COVID-19 over Time and across States: Predictions from a Statistical Model

By Paul Ho, Thomas A. Lubik and Christian Matthes

Economic Brief

September 2020, No. 20-10

We discuss a statistical time series model to capture and forecast the dynamics of COVID-19 in the fifty U.S. states and Washington, D.C. We design the model to replicate the typical pattern of infections during a pandemic. We rely on Bayesian methods, which provide a straightforward way to quantify the uncertainty surrounding our estimates and forecasts. In this brief, we focus on North Carolina and Washington, D.C., since they have experienced different trajectories of COVID-19 and may have different implications for the efficacy of our approach.

The COVID-19 pandemic has presented challenges for forecasting and policy design. We confront these issues using a statistical time series model — developed in Ho, Lubik, and Matthes (2020) — that captures the dynamics of the COVID-19 pandemic in the fifty U.S. states and Washington D.C.¹ In this brief, we focus on North Carolina and Washington, D.C., as illustrative examples.

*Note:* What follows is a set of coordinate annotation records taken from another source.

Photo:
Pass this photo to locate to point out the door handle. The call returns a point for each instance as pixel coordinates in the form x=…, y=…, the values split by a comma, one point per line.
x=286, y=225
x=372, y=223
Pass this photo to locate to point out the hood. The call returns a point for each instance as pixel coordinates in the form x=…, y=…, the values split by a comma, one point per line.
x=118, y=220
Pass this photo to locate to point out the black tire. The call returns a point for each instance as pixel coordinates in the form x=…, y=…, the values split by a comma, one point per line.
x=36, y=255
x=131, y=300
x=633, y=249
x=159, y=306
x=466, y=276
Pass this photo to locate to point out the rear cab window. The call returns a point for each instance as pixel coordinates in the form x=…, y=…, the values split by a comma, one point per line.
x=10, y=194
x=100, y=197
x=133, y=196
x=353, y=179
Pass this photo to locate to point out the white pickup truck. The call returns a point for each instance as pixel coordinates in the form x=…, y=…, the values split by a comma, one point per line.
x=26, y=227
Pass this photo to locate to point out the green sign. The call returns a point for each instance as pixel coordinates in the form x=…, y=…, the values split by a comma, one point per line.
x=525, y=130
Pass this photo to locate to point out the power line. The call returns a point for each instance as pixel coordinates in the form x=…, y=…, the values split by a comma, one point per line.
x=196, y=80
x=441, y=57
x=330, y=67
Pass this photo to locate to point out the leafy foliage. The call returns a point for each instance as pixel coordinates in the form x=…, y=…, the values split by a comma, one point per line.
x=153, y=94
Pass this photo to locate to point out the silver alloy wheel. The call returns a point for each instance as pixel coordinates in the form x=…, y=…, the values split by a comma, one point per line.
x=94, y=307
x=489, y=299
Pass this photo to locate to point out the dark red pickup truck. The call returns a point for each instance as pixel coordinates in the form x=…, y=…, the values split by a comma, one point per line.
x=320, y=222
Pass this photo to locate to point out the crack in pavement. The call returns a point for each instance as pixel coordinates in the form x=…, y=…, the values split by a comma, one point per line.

To model the dynamics of COVID-19, we first note that the time path of infections during a pandemic follows a typical pattern. When a pathogen enters a population that is susceptible to infection, the number of cases is low initially. However, the growth rate of new infections is high and tends to be exponential because each infected person creates a chain of new infections. But at some point, the pathogen runs out of susceptible hosts because they are already infected, immune, or simply not physically present because of health policies such as social distancing. At this inflection point, the growth rate decreases until it eventually hits zero.

We replicate this broad pattern by specifying a flexible functional form that describes the path of infections over time. In addition, we allow the number of deaths to depend flexibly on the daily number of new cases up to thirty-five days prior. In contrast to theoretical epidemiological models, our empirical specifications have more leeway to follow the data and are not constrained by precise theoretical relationships that may be specified incorrectly. The model is able to fit the path of the pandemic in the fifty U.S. states and D.C., producing forecasts that perform well.

In addition, our modeling approach explicitly reflects the uncertainty of this model's estimates and the uncertainty inherent in forecasting the trajectory of a virus. The precision of a forecast — or how tightly other possible forecast paths are concentrated around the most plausible path — is generally affected by two factors: first, the uncertainty of the model's estimates in terms of overall fit and parameter estimates; and second, the extent to which the model may be subject to further disturbances or imprecise data collection in the future. We take both factors into account to give a sense of how uncertain forecasts in a pandemic truly are.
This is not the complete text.